Empezaron a salir, atropellándose en la puerta deslumbrados por la repentina claridad. Todos estaban armados.
Montoya los miraba salir y calculaba la cantidad de muerte que cada uno almacenaba. Imaginaba a Gerónimo, cercado por aquel círculo de ojos crueles, insultado por aquellas bocas que jamás pronunciaban una palabra de piedad.
– No se alteren; don Luciano sólo quiere hablar con la chica -se burló Videla-. Y yo digo: ¿quién se lo prohíbe?… Vos, gringo… ¡traéla!
No hacía falta. Jorgelina también había salido a la galería. Contempló a Montoya y se sobrecogió. Aún en ese momento, dominado por el número de los desalmados, solitario y fuerte, entrecerrando los ojos a causa del sol, era capaz de mostrarse sereno y desafiante. Los labios apretados, el duro mentón levantado. Como un gran león acosado, todavía ensanchaba el círculo ante los acosadores.

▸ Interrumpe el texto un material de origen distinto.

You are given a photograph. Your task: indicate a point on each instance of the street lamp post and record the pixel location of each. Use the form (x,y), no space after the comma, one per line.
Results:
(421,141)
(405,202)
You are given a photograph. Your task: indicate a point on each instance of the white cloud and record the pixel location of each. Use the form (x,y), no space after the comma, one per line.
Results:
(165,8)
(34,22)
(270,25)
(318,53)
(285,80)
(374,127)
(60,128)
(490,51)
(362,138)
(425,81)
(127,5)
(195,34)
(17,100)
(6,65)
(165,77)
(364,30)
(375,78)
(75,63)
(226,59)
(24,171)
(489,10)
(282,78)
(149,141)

– María te pide que regreses -dijo el coronel-. Mañana nos volvemos al pueblo… Nada tienes que hacer aquí.
A Jorgelina se le formo un nudo en la garganta. La hora decisiva había llegado. Como un relámpago la asaltó el deseo de correr y esconderse en el bosque. Pero apretó los puños y saboreó su rebeldía.

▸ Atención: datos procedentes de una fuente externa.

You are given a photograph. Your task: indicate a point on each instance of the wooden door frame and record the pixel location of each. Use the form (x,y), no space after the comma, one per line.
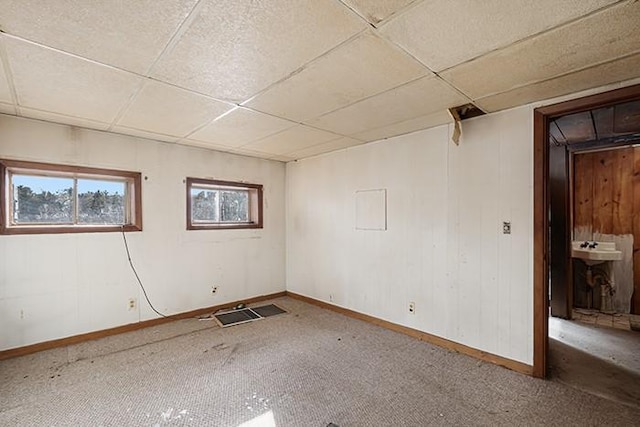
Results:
(541,118)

– No volveré, ¿está claro?… Puede mandarla a ella, si quiere, pero no a mí…
– Ya la oyó, compañero -cortó Videla secamente-. Ella se queda por su voluntad. Nadie le va a tocar un pelo… Ahórrese líos y déjenos en paz…
– Usted no entiende, Videla -dijo Montoya, lívido de cólera-. Esta mocosa no tiene la menor idea de lo que hace. Conmigo no valen amenazas… Usted lleva demasiada ventaja ahora -abarcó con un ademán al grupo de los matones-; pero pagará por esto… No siempre tendrá la suerte de su lado.
No retrocedió; simplemente giró y echó a andar.
– ¡Déjenlo que se vaya! -ordenó sordamente Videla, atajando el paso de Jones-. Este no jode más a nadie…
Los cinco permanecieron inmóviles, contemplando al hombre que se iba. La galería semejaba un escenario, pero el invisible público se había petrificado.
El tiempo desmejoraba. Desde el Norte, el Sur y el Oeste se acercaban gruesas nubes bajas. Apenas algunas de ellas ocultaban el sol se sentía la mordedura del frío. Montoya caminaba, vacilando, hacia su cabaña. El desmonte concluía a los pocos metros y pronto se encontró en el sendero que la costumbre había delineado entre los árboles. Una rama espinosa le rozó la mejilla. La apartó con el brazo. Detrás de un coihue asomó la cabeza salvaje del Chilenazo. Lo entrevió como un destello de luz y sombra y se detuvo. El hachero lo llamaba.
– Otra vez usted -dijo Montoya receloso-. ¿Qué quiere ahora?
Gerónimo terminó por mostrar toda su andrajosa figura. Sus ojos brillaban de fiebre o de locura. La impresión de ansiedad servil había concluido por ser en él un reflejo estereotipado.